I remember the night my mother was stung by a scorpion. Ten hours
of steady rain had driven him to crawl beneath a sack of rice.
Parting with his poison -- flash of diabolic tail in the dark room --
he risked the rain again. The peasants came like swarms of flies
and buzzed the Name of God a hundred times to paralyse the Evil One.
With candles and with lanterns throwing giant scorpion shadows
on the sun-baked walls they searched for him; he was not found.
They clicked their tongues. With every movement the scorpion made
his poison moved in Mother's blood, they said. May he sit still,
they said. May the sum of evil balanced in this unreal world
against the sum of good become diminished by your pain.

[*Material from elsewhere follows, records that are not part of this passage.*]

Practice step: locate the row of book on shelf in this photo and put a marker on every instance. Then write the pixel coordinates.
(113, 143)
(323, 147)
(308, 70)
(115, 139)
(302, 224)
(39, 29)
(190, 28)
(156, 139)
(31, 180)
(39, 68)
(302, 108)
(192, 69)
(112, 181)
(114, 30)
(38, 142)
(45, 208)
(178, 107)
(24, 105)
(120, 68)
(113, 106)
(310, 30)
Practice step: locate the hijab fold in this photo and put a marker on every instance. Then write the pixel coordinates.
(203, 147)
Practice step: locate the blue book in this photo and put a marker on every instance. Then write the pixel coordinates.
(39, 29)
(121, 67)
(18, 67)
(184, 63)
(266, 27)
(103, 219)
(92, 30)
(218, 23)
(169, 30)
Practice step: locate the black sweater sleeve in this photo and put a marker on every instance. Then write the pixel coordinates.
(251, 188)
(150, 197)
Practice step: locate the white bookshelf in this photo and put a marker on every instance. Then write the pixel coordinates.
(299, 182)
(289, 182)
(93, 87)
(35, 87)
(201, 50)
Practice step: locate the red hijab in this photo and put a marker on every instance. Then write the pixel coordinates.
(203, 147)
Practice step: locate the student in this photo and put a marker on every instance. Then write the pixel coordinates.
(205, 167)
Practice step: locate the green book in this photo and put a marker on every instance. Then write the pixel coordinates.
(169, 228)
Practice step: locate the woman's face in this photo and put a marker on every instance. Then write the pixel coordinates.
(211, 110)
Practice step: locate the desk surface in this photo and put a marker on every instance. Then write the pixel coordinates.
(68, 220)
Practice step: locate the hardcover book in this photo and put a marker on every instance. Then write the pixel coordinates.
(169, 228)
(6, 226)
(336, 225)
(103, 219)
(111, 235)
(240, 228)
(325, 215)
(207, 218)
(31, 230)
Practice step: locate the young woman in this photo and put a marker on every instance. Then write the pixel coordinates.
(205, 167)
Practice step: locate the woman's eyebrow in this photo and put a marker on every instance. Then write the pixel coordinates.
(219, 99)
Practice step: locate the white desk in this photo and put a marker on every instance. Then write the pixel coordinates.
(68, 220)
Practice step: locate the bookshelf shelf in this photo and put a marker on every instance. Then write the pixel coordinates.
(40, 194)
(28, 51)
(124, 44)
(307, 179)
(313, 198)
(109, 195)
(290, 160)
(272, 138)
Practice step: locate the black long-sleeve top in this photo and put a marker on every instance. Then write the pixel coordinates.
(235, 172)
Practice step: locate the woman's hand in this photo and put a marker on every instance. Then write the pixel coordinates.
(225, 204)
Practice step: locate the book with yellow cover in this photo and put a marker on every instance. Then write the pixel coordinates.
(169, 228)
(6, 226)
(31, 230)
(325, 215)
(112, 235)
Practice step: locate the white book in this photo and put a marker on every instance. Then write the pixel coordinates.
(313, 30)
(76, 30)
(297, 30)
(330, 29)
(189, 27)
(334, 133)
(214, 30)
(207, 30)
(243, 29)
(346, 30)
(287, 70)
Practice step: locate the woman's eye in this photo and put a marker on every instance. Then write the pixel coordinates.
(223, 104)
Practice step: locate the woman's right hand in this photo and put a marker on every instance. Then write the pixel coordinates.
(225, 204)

May the poison purify your flesh of desire, and your spirit of ambition,
they said, and they sat around on the floor with my mother in the centre.
the peace of understanding on each face. More candles, more lanterns,
more neighbours, more insects and the endless rain.

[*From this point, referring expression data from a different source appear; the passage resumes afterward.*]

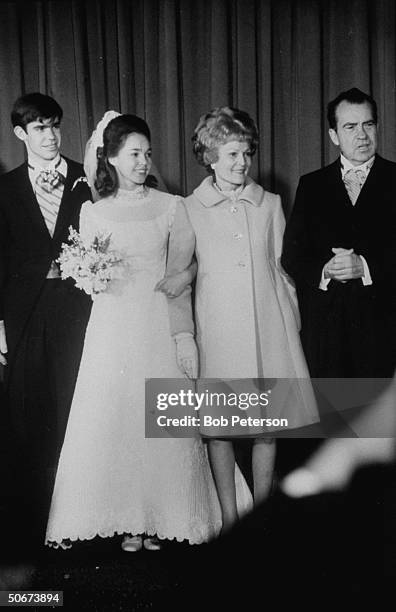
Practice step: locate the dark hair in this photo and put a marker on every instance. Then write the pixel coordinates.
(353, 96)
(114, 137)
(219, 126)
(34, 107)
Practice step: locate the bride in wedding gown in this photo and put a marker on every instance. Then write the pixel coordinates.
(111, 479)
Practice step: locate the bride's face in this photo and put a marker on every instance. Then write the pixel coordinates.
(133, 161)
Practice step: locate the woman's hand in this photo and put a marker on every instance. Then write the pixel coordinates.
(187, 354)
(174, 285)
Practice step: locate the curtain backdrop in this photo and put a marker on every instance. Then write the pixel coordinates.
(172, 60)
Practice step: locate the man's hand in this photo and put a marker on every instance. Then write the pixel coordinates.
(344, 266)
(3, 344)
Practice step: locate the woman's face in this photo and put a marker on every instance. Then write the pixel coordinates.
(133, 161)
(233, 164)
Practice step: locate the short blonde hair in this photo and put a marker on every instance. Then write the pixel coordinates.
(219, 126)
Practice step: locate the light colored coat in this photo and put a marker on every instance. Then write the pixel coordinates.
(246, 307)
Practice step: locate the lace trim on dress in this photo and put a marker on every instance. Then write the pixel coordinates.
(194, 533)
(132, 197)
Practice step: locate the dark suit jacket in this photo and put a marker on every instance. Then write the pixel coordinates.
(26, 247)
(349, 323)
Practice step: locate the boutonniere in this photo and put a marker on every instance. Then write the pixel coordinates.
(81, 179)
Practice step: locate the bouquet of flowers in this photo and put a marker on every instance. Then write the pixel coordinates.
(91, 264)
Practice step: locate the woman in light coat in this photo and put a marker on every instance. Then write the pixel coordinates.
(246, 309)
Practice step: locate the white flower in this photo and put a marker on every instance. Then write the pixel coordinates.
(91, 264)
(81, 179)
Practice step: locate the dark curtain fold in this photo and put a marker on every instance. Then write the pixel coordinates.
(172, 60)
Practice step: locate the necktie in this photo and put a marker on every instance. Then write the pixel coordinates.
(49, 190)
(354, 180)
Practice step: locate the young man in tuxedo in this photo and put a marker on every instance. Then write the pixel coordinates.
(42, 318)
(339, 247)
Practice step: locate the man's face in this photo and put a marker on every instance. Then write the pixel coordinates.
(356, 132)
(42, 139)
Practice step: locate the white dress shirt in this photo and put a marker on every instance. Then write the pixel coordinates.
(346, 165)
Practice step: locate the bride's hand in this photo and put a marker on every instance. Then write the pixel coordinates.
(187, 354)
(174, 285)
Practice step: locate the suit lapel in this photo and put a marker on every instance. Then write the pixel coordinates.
(368, 191)
(68, 202)
(63, 213)
(335, 186)
(28, 200)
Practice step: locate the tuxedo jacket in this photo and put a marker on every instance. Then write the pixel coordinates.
(26, 246)
(323, 218)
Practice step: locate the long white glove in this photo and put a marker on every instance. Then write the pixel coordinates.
(187, 354)
(3, 344)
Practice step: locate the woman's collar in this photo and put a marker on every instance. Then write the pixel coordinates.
(208, 195)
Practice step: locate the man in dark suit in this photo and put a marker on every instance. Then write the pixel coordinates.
(42, 318)
(339, 247)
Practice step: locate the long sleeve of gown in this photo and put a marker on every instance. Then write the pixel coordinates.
(181, 247)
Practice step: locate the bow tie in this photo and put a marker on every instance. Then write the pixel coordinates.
(49, 180)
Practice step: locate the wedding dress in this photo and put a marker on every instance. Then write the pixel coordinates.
(111, 479)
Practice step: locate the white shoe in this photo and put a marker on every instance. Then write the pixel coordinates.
(152, 544)
(132, 544)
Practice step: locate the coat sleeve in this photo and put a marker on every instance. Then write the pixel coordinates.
(181, 247)
(278, 229)
(298, 258)
(3, 254)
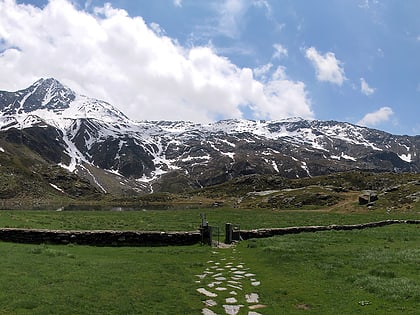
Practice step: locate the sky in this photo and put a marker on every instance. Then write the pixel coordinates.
(204, 60)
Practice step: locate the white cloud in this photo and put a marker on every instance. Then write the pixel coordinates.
(262, 71)
(372, 119)
(279, 51)
(112, 56)
(230, 14)
(365, 88)
(327, 67)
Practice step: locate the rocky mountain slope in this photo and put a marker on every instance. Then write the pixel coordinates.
(98, 144)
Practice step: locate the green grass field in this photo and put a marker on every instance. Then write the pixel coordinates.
(372, 271)
(189, 219)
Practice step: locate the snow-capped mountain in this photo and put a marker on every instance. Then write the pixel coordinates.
(93, 139)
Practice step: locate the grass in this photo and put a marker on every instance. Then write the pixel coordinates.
(189, 219)
(87, 280)
(372, 271)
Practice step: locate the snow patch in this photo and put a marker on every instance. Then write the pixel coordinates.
(406, 157)
(56, 187)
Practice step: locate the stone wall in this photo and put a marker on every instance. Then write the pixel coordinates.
(260, 233)
(156, 238)
(99, 238)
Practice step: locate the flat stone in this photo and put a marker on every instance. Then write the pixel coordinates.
(239, 272)
(252, 298)
(207, 311)
(256, 306)
(235, 287)
(212, 284)
(231, 300)
(210, 303)
(232, 309)
(206, 293)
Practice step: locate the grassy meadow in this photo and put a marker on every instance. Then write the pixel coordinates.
(372, 271)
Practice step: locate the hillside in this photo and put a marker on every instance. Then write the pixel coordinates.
(57, 144)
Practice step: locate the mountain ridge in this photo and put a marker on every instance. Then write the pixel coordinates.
(96, 141)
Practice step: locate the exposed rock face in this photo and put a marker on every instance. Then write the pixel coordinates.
(93, 139)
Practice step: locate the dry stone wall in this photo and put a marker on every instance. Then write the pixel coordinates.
(100, 238)
(156, 238)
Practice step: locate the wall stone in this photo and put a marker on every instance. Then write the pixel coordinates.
(99, 238)
(260, 233)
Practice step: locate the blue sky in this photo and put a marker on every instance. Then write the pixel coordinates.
(345, 60)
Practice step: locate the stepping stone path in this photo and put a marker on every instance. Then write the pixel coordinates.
(224, 287)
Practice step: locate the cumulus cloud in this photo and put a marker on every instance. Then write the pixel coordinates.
(134, 66)
(327, 67)
(372, 119)
(279, 51)
(365, 88)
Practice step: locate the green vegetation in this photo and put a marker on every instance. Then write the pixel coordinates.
(39, 279)
(189, 219)
(373, 271)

My mother twisted through and through groaning on a mat.
My father, sceptic, rationalist, trying every curse and blessing,
powder, mixture, herb, and hybrid. He even poured a little paraffin
upon the bitten toes and put a match to it.
I watched the flame feeding on my mother. I watched the holy man
perform his rites to tame the poison with incantation.
After twenty hours it lost its sting.